The US Defence Department will release a "substantial number" of photos depicting abuse of prisoners by US personnel in Iraq and Afghanistan, the American Civil Liberties Union said.
The photos will be made available by May 28, the union said, citing a letter from the Justice Department to a federal judge in New York.
The photos' release is in response to a Freedom of Information Act lawsuit filed by the group in 2004 and will include images from prisons in Iraq and Afghanistan at locations other than Abu Ghraib, the group said.
"These photographs provide visual proof that prisoner abuse by US personnel was not aberrational but widespread, reaching far beyond the walls of Abu Ghraib," Amrit Singh, staff attorney with the union, said in a statement.

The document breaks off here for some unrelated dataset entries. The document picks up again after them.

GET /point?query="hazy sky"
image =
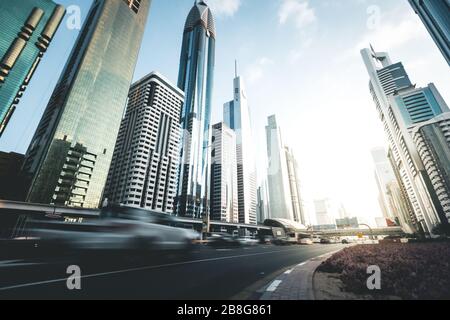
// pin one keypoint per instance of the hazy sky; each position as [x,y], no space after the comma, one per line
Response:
[301,61]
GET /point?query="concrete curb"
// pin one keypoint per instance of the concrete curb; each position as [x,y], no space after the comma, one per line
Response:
[295,283]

"Their disclosure is critical for helping the public understand the scope and scale of prisoner abuse as well as for holding senior officials accountable for authorising or permitting such abuse."

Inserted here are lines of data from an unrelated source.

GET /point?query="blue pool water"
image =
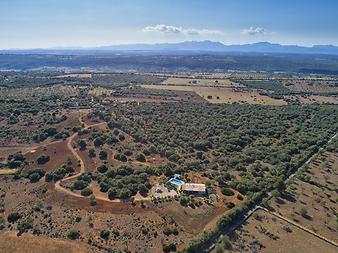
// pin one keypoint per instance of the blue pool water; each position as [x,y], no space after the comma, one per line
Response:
[176,181]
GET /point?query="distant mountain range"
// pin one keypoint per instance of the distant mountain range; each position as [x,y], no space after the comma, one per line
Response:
[190,47]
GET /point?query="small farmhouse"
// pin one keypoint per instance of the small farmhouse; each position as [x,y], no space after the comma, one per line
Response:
[195,189]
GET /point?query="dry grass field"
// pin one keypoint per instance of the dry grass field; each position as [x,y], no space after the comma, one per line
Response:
[7,171]
[313,199]
[223,95]
[99,91]
[257,233]
[200,82]
[75,75]
[310,86]
[317,99]
[11,243]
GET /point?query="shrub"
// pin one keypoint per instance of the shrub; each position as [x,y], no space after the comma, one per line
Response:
[86,192]
[112,193]
[227,192]
[79,185]
[73,235]
[91,153]
[140,157]
[42,159]
[125,193]
[49,177]
[102,168]
[169,247]
[226,242]
[103,155]
[24,227]
[13,217]
[104,234]
[34,177]
[82,144]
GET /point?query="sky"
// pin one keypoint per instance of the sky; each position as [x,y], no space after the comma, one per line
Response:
[90,23]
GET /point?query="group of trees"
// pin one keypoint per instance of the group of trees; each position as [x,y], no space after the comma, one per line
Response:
[214,139]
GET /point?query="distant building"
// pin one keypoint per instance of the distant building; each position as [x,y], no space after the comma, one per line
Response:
[176,183]
[195,189]
[177,176]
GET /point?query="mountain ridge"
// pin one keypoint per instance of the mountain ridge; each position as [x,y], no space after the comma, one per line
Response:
[194,46]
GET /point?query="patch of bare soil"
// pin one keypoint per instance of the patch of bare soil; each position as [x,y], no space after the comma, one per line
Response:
[265,233]
[11,243]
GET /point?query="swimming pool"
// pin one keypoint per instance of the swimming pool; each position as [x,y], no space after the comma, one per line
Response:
[176,181]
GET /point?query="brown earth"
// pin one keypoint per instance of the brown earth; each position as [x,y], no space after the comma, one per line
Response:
[11,243]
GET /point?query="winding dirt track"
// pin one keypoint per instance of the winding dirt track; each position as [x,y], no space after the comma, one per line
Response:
[58,186]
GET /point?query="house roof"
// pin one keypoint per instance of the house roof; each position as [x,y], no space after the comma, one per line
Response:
[194,187]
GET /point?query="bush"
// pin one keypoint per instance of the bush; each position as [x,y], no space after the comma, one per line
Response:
[169,247]
[230,205]
[43,159]
[125,193]
[34,177]
[13,217]
[73,235]
[227,192]
[102,168]
[79,185]
[140,157]
[24,227]
[91,153]
[112,193]
[104,234]
[86,192]
[103,155]
[49,177]
[82,144]
[226,242]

The Justice Department letter, signed by Acting US Attorney Lev L. Dassin, followed a September 2008 ruling by the US Court of Appeals for the 2nd Circuit requiring disclosure of the photos and the court's subsequent refusal in March 2009 to rehear the case, the ACLU said.

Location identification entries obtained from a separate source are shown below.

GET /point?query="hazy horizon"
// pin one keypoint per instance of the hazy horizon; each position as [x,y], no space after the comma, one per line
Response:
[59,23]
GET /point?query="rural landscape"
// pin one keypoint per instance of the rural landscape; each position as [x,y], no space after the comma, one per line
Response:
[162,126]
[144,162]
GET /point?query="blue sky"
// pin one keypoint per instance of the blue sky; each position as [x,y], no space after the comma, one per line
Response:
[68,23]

Since the group's request in 2003, the Bush administration had refused to disclose these images, the ACLU said.
The administration claimed that disclosure of such evidence would generate outrage and would violate US obligations toward detainees under the Geneva Conventions, the group said.
A three-judge panel of the appeals court in September 2008 rejected the Bush administration's position, saying there was significant public interest in disclosure of the photographs, the group said.